What are they doing?

The authors found a way to retrieve and reconstruct images from brain signals (FMRI). The 2 aspectes i.e retrieval and reconstruction are handled by 2 different modules.

  1. For retrieval, they use contrastive learning.
  2. For reconstruction, they use diffusion.

Note that retrieval means mapping FMRI signals to a useful embedding space like that of CLIP image emebddings. Which can be used for similarity-search type tasks.

Key insights:

  1. Using really big linear layers do not lead to overfitting, instead it directly improve the model’s performance. (I believe this is for the retrieval part)
  2. A bidirectional version of mixup contrastive data augmentation improves model performance in a low-sample setting (like that of ours)
  3. CLIP embeddings are not good at holding perceptual information (like locations of objects, colors etc). This is because CLIP image encoders were trained to maximise similarity with text.
  4. To solve the problem that arises in (3), the authors also build a low-level pipeline which preserves low level perceptual information, which would be useful for reconstruction.

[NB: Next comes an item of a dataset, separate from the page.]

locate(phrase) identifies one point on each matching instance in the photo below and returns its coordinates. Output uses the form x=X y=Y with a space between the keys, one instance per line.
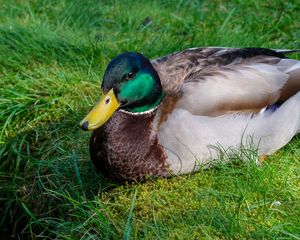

Other important things - All of their models are trained on a single A100 GPU with a batch size of 32 - They used the Natural Scenes dataset.

Contrastive training

  1. They use CLIP-loss as their training objective.
  2. They use fancy techniques like:

Things that I do not understand well:

What is Mixup?

Traditional deep-learning trains a model F(x) to return a y such that it is as close to the label as possible.

So if there’s a dataset with 2 samples, say [(x1, l1) and (x2,l2)] then we train our models on only these 2 datapoints and nothing else.

But in Mixup, we train not only on the 2 dataset samples that we have, but also on N datapoints which lie “in between” x1 and x2. We also interpolate the labels accordingly as we do this.

What is MixCo?

In contrastive learning, we train a model to embed the representations of differently augmented versions of the same image (positive pair) to be similar, while making them dissimilar if they came from different images (negative pair).

MixCo extends the idea of mixup to the domain of contrastive training objectives.

We “mix” images by generating semi-positive pairs since the images before mixing are originally negative pairs of each other.